Criminal liability for third person's act: case of release on bail
par Pascal KAVUTTSE
National university of Rwanda - Licence 2011
Criminal code and criminal procure do not explain what criminal liability is. But we can define criminal liability as a set of personal circumstances by which a person is obliged to respond his/her acts violating preexisting norms.
An offence is called as such because of certain required conditions that must be fulfilled the missing of any the act is not offence. Through the definition given by law any act is qualified as such.
An offense is an act or omission provided and punished by the law through a specific penalty or security measure13(*).

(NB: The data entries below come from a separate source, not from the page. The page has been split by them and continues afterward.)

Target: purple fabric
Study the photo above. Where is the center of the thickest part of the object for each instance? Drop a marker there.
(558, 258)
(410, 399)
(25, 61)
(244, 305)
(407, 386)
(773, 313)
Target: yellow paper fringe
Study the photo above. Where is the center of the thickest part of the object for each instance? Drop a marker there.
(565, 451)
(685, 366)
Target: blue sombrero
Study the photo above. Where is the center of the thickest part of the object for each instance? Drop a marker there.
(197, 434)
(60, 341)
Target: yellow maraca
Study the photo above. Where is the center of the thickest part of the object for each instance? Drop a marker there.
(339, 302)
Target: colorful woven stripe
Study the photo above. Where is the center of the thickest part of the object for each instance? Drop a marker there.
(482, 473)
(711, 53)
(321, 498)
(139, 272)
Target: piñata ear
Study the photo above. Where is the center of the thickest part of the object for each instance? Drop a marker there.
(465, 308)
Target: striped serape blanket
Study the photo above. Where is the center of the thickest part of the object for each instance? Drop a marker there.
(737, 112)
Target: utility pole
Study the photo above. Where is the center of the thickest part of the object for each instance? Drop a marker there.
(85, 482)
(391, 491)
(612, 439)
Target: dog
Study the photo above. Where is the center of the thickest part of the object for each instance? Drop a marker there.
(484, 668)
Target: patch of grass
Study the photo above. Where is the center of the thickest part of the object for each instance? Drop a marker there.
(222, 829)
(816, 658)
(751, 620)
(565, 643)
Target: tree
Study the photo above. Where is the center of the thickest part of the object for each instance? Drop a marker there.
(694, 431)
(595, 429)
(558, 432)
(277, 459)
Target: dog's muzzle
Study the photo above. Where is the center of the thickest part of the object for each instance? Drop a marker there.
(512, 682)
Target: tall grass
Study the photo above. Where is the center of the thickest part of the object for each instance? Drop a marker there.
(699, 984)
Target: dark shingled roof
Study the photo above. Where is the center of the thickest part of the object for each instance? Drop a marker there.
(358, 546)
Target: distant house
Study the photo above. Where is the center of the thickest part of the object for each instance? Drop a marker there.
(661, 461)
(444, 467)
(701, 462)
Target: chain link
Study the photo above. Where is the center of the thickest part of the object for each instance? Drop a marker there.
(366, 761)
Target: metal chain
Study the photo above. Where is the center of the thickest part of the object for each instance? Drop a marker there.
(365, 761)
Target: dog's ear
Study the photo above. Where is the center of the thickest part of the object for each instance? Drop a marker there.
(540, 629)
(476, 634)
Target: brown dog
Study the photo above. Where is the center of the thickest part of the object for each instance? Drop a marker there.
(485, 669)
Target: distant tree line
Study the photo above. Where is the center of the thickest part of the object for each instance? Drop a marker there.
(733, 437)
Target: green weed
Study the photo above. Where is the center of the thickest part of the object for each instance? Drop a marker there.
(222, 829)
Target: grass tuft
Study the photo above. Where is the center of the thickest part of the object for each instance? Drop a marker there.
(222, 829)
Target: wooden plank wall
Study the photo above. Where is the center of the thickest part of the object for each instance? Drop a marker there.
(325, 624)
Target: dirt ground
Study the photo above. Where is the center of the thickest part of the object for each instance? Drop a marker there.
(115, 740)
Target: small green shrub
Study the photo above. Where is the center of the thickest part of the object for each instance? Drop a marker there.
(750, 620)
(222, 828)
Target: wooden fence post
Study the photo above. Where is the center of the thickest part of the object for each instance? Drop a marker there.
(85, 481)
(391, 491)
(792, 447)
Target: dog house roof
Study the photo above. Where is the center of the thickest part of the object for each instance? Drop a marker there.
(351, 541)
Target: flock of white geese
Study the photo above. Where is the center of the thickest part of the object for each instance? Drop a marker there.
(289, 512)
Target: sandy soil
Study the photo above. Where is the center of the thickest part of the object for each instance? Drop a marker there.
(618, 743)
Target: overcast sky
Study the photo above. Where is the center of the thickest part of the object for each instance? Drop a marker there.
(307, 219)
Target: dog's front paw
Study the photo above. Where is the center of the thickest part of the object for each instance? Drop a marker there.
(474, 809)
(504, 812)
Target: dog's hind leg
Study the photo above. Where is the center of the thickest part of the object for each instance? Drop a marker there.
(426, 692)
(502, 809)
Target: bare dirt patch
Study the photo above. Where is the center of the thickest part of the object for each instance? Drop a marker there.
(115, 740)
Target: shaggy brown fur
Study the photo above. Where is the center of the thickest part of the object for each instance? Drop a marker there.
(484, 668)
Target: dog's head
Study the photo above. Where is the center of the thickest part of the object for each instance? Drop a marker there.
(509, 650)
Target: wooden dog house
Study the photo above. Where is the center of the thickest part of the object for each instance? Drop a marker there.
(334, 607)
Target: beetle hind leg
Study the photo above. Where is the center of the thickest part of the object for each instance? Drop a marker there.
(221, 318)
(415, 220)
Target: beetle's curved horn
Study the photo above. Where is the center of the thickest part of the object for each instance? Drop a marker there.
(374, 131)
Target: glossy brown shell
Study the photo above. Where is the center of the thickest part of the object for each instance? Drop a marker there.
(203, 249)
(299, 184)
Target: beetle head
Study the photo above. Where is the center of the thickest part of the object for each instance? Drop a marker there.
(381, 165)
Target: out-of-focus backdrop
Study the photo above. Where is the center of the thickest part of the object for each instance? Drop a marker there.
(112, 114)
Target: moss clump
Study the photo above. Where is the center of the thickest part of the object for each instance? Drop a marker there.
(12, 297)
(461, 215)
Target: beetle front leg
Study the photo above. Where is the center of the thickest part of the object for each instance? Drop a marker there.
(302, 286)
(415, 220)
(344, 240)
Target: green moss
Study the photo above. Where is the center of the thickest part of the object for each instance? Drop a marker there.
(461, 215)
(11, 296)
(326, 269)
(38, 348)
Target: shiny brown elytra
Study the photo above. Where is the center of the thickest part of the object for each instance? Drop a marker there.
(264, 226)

Penal code of Rwanda adds to that above definition that penalty must be provided before the commission of infraction14(*)
An act or omission is an offense if, and when the preexisting law has provided for and punished it as such. It is the principle of legality of sentences and penalties often explained by Latin maxim "nullum crimen, nulla poena sine lege" (there is no crime or punishment without legal text). This principle is also one of the essential guarantees of individual freedom, indeed, the citizen is protected against arbitrary of the judge15(*).
Material element is the project that the person envisages for committing a crime; it is sometimes the passage towards the act16(*).
The material act for existence of an offence is often a positive act; an action. (Example: the murder section 311 and following of the penal code). Therefore, it may be also an omission; a refusal to act. (Ex: failure to assist a person in danger Article 256 of the PC Rwandans)
The offense requires execution of material element. Individual freedom is protected by criminal protective law; no one can be punished for a simple thought. An externalization of that thought, for the realization of a material act is necessary. The legislator defines the criminal conduct (for murder, giving death to the victim and for the theft, the act of removing the property belongs to another). When the person comes to an end of his action and performs the material act, the offense is committed. However, when he was stopped before the realization of this element, the crime is only attempted17(*).
Forms of offences changes following the occurrence of development and social modification. Therefore, the material element of the offense must also be studied according to the development18(*). Criminal law is involved at all stages of the process. But the attempted offense is a special type of offense, independent of the committed offense. It is not the offense that the individual intended to commit, it is neither an incomplete offense nor an imperfect offense: it has its own individuality19(*).
The final commission of offense requires the completion of actual result for the substantive (material) offenses, which is not the case in attempted offenses20(*).
Indeed, the attempt is an effort to commit an illegal act. The legislator has defined that the attempt is punishable when the resolution to commit an offense has been manifested by external acts and the suspension or lack of effect of beginning the execution is due to independent causes of author21(*).
Therefore, if the author withdraws and voluntarily renounces his criminal intentions, the attempt is not punishable22(*). The mens rea (guilty intent) of ??the perpetrator of an attempted offense and of a committed offense is same23(*).
The attempt of felony and infringement is considered as felony or infringement itself and it is punishable even if the intended act is not achieved24(*). The attempt is punishable only if the commencement of execution has been interrupted and contrarily, there is no attempt if the author of the action stopped himself. By criminalizing the attempt, the legislature moves, in fact, the legal outcome of the implementation phase of the prohibited physical act (the act for the flight subtraction of the thing belonging to another) at the beginning phase of implementation ( the fact of breaking into a house to commit theft). In terms of criminal policy, the criminalization of attempt is relevant as behaviors that can lead to the final consumption of an offense shall be seized before the occurrence of the actual result25(*).
* 13R. BERNARDINI, Droit pénal général : Introduction au droit criminel théorie générale de la responsabilité pénale, 2003, p.296. (translated by the author from french)
* 14 Art. 1 of Rwandan penal code, Op.Cit.
* 15 L. Marie MUGENZI, droit pénal général, ministère de la justice, Edition R.C.N., 1995, pp. 3-4 (translated by the author from french)
* 16 M.Georges Brière de l'Isle, Droit pénal général, les cours de droit, 158, rue saint Jacques-Paris-v, p.197 (translated by the author from french)
* 17 P. Canin, Op. Cit., p.51
* 18 R. BERNARDINI, Op. Cit., p.333
* 19 Id., p.335
* 20 P. Canin, Op. Cit., p.55
* 21 Art. 21 of Rwandan penal code, Op.Cit.
* 22 L Marie MUGENZI, Op. Cit., p. 12
* 23 R. BERNARDINI, Op. Cit., p.350 ; Art. 24 of Rwanda penal, Op.Cit.
* 24 Art. 22 and 24, penal code,Op. Cit.